DDP former administration intern Samke Sithole shares her experiences as an intern at DDP and her journey to Korea in Asia.
What was the most profound experience whilst interning at DDP?
I started working as an admin intern for Democracy Development Program (DDP) in August 2018. Working at DDP was more than just doing internship, for me, it was a dream true. I remember that I had attended for the first time one of DDP’s forums and I instantly knew that I needed to be a part of them. For me, what stood out then and continues to stand out is the level of professionalism, kindness and overall management the organization has, and to be able to stand and say I have been a part of that still, to this day, amazes me. Doing internship at DDP afforded me a great opportunity to not just work hands on in a professional environment but to also serve different communities in KwaZulu-Natal. I have always wanted a chance to work directly with the local communities hence my background in studying Community and Development Studies at the University of KwaZulu-Natal. Being exposed to different kinds of civil societies who work together to facilitate change in South Africa has kept me inspired to continue serving on the ground and has created everlasting friendships.
I could not have done it without the mentorship of Dr. Paul Kariuki, who was open to listening to my story the first day I walked into his office requesting for an opportunity to volunteer. A year later , I was able to save enough funds from my DDP stipend and applied for an opportunity to go and teach English in South Korea. It is more than teaching a foreign language, it is exposing the Korean societies with the outside world and giving them a chance to interact with people who are different from themselves. It is part of community development, strategically designed by the Korean government for the people.

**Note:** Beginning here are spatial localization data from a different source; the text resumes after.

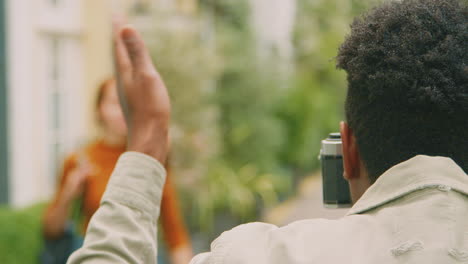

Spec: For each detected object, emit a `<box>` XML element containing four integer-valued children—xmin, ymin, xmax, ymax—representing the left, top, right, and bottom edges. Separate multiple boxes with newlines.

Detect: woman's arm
<box><xmin>42</xmin><ymin>156</ymin><xmax>89</xmax><ymax>239</ymax></box>
<box><xmin>160</xmin><ymin>173</ymin><xmax>193</xmax><ymax>264</ymax></box>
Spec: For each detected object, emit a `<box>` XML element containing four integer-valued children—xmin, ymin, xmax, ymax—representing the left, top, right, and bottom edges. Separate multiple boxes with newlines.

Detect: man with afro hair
<box><xmin>69</xmin><ymin>0</ymin><xmax>467</xmax><ymax>263</ymax></box>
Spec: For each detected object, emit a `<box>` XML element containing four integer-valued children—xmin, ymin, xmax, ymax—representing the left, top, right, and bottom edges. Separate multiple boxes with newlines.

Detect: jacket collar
<box><xmin>347</xmin><ymin>155</ymin><xmax>468</xmax><ymax>216</ymax></box>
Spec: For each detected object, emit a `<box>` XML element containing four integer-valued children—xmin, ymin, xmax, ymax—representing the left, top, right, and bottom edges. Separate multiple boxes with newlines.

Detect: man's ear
<box><xmin>340</xmin><ymin>121</ymin><xmax>361</xmax><ymax>180</ymax></box>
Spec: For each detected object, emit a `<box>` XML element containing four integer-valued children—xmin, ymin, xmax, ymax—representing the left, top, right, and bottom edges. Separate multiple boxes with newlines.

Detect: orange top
<box><xmin>56</xmin><ymin>140</ymin><xmax>190</xmax><ymax>251</ymax></box>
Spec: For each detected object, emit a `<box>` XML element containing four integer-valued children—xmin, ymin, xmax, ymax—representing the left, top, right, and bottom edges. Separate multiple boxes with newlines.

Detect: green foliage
<box><xmin>199</xmin><ymin>0</ymin><xmax>291</xmax><ymax>229</ymax></box>
<box><xmin>194</xmin><ymin>162</ymin><xmax>289</xmax><ymax>231</ymax></box>
<box><xmin>278</xmin><ymin>0</ymin><xmax>375</xmax><ymax>173</ymax></box>
<box><xmin>141</xmin><ymin>0</ymin><xmax>375</xmax><ymax>234</ymax></box>
<box><xmin>0</xmin><ymin>203</ymin><xmax>46</xmax><ymax>263</ymax></box>
<box><xmin>200</xmin><ymin>0</ymin><xmax>250</xmax><ymax>30</ymax></box>
<box><xmin>143</xmin><ymin>11</ymin><xmax>220</xmax><ymax>173</ymax></box>
<box><xmin>214</xmin><ymin>10</ymin><xmax>286</xmax><ymax>172</ymax></box>
<box><xmin>142</xmin><ymin>0</ymin><xmax>292</xmax><ymax>234</ymax></box>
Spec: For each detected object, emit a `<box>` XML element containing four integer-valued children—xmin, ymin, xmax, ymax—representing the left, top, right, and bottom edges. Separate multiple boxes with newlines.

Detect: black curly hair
<box><xmin>336</xmin><ymin>0</ymin><xmax>468</xmax><ymax>182</ymax></box>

I believe that I wouldn’t have been able to properly plan my days and lessons ahead had I not had the practice that I got from working with DDP. I am only flourishing in my current work environment because of the work ethic that was instilled from working tirelessly on DDP end of the year conferences and events.

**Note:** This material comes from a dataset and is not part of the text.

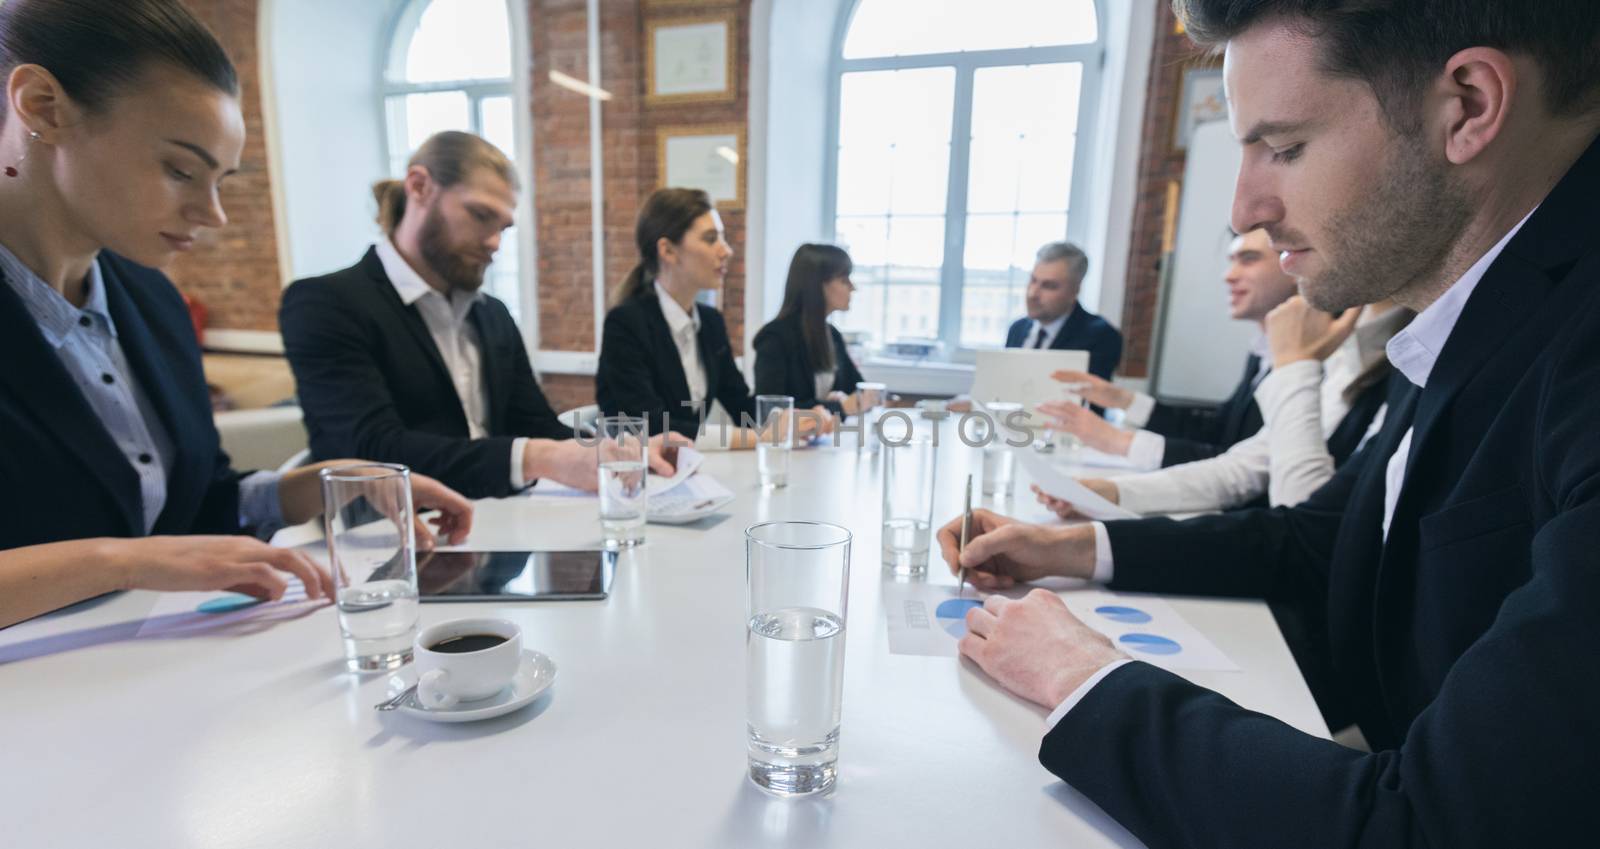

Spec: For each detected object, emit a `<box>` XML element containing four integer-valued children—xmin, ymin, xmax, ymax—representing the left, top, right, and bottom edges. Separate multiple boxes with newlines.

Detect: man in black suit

What do you think are the two most powerful aspects of DDP’s work that made a significant impact on you in understanding active citizenship and your role as a citizen?

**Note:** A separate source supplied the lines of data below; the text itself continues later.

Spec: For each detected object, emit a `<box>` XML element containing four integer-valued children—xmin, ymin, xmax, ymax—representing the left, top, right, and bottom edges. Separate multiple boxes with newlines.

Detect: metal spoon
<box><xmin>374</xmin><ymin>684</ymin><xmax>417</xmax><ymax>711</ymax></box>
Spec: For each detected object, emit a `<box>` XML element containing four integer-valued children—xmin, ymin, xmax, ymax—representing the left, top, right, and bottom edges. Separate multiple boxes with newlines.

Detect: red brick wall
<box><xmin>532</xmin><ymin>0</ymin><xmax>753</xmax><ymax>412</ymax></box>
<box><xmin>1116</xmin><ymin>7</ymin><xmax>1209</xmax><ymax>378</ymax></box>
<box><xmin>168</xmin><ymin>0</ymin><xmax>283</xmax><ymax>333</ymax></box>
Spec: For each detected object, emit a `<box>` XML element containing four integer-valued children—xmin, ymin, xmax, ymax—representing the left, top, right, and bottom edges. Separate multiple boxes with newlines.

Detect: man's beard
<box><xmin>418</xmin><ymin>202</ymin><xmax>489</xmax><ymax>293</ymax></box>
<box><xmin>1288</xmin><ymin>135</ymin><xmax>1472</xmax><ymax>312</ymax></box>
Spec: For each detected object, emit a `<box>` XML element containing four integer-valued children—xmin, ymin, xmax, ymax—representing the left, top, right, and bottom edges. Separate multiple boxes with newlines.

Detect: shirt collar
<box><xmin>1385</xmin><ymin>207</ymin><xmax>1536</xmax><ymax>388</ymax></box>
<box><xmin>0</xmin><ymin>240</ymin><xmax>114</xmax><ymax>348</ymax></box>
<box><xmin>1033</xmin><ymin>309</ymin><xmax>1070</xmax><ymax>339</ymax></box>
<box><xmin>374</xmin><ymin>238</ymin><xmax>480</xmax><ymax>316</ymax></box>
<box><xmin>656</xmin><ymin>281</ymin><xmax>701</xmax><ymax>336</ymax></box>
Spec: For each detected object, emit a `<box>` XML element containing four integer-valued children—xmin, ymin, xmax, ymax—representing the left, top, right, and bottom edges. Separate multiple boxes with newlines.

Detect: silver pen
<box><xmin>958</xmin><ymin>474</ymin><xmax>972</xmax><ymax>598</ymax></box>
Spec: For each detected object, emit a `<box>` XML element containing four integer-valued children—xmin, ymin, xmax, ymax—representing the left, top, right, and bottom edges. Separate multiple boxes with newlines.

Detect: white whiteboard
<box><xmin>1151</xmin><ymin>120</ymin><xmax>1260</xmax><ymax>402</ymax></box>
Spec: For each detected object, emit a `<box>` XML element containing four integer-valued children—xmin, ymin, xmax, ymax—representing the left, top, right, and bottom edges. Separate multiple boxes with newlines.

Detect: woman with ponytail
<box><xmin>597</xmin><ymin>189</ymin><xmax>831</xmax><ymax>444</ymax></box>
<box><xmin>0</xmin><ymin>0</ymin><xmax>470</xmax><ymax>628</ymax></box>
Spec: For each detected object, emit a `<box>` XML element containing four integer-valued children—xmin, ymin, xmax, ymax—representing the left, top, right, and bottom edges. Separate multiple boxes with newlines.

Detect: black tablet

One of the most powerful aspects of DDP’s work that has made a significant impact on me in understanding active citizenship will have to be the constant sharing of ideas, information and skills through relevant workshops that DDP offers to civil societies and individual citizens. It was through these networks that I, myself got to learn about DDP back in 2014. It is in spaces like DDP forums and workshops where one gets to hear and understand exactly what people on the ground think about situations that affect their everyday lives in South Africa. As a South African citizen, I am encouraged to always seek a better understanding and solutions from the so called “ordinary people” that we pass everyday.
The support provided by the DDP team to civil societies has also had great impact. I now understand the patience it takes working and supporting civil societies who in turn, support DDP as a whole as well. The importance of relationship building in order to build a strong society. Through working with DDP, I now know the skill of networking and using the right communication in building strong relationships. As a citizen, I am bold and deliberate about what I want and the environment provided by DDP allowed me to express myself openly and it shows everywhere I go.
A message for the DDP team.
“We make a living by what we get, but we make a life by what we give”. (Winston Churchill)
To all DDP team and partners, thank you for trusting me and giving me an opportunity to serve under your guidance, it has added so much value in my life and the lives of people I work with.
I will always be humbled by the lessons that I’ve learnt in such a short period of time. The endless laughs and personal conversations we had at the reception, coupled with hard work and frustrations has only made me strong and has contributed greatly in my work ethic here in South Korea. In the mist of the endless workload, frustrations and not enough/too much RSVPs, I hope you never underestimate the change you bring to people’s lives. Always wear that smile, it makes so much difference and keep your eye on the ball.